Monday, February 7, 2011

The end of the roll and the drum for a full circle

It was only twelve years ago though it feels like a lifetime, that I started dating my first boyfriend. We were very young and immature and so was our relationship, which was made mostly of commonplaces and daydreaming.

One day I took my Zenit 122, and suggested we took pictures just for the fun of it. Development fees were a little expensive for our budgets (what wasn't?), so we stuck to one monthly roll. The subjects of the pictures were mostly ourselves, our families, friends and pets, and some still natures too. In all, none of those pictures were technically outstanding but they were a good document of our lives back then.

By the time we broke up we had a good stack of pictures, mostly portraits of each other taken during roughly two years. I asked him to come by and picked up his but he never did. So I kept them away from plain sight for a few years.

Three years ago when my partner and I were getting ready to travel to Minnesota, I found those pictures and made three piles: mine, his and ours. I kept the first pile with my other pictures, put the second in an envelope and destroyed the third. Once again I asked him to come and pick them up and once again, he refused - true to his style he diffused more than refused... there are things about people that never change. Still it didn't feel right to destroy those pictures so once more, I kept them away from plain sight.
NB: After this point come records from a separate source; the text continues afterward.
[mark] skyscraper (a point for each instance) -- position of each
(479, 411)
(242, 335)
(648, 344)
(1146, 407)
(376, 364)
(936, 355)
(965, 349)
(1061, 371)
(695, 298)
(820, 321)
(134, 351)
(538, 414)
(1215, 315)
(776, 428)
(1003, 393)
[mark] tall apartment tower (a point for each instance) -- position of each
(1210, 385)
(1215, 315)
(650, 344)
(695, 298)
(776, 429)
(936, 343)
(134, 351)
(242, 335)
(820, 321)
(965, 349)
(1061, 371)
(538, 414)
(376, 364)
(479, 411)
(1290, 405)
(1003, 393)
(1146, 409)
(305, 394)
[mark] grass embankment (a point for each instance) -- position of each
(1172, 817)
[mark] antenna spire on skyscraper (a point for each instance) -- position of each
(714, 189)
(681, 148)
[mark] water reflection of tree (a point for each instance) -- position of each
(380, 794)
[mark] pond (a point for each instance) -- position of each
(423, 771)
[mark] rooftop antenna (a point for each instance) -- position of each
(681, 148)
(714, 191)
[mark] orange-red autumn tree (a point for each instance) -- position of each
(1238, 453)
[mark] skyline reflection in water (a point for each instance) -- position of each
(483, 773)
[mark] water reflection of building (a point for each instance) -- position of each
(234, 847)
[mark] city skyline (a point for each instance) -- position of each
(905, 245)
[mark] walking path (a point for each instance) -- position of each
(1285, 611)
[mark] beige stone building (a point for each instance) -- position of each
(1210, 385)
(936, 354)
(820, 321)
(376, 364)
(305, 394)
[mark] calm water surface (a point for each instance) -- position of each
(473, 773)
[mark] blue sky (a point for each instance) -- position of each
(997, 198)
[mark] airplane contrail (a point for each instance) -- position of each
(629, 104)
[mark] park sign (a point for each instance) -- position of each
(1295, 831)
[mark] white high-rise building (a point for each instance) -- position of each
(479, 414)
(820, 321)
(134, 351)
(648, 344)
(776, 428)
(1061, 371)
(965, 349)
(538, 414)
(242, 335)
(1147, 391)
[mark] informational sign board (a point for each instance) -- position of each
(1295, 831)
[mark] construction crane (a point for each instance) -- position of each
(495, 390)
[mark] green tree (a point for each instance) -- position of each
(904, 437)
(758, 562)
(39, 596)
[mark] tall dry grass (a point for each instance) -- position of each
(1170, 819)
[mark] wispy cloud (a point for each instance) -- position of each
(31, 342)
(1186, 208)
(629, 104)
Last month we were packing to move and those pictures surfaced again; this time I knew I had to made a decision. So I looked up his mother's number in the book (he doesn't live in this country anymore and contacting him was proving really annoying) and asked her whether she was interested.

Of course she was and a couple of hours later she dropped by, releasing me of the burden of those pictured memories of something that doesn't mean much to me anymore.

Her presence in my home and the release from those pictures felt like a good closure. She had been there once when I had just moved in and she was there for the second time right before I moved out, to end something I felt had been left hanging. Like a camera with a roll where there's just one last picture to snap and you don't want to squander it I waited for a long time before that last click, which thankfully when I did, it wasn't too late.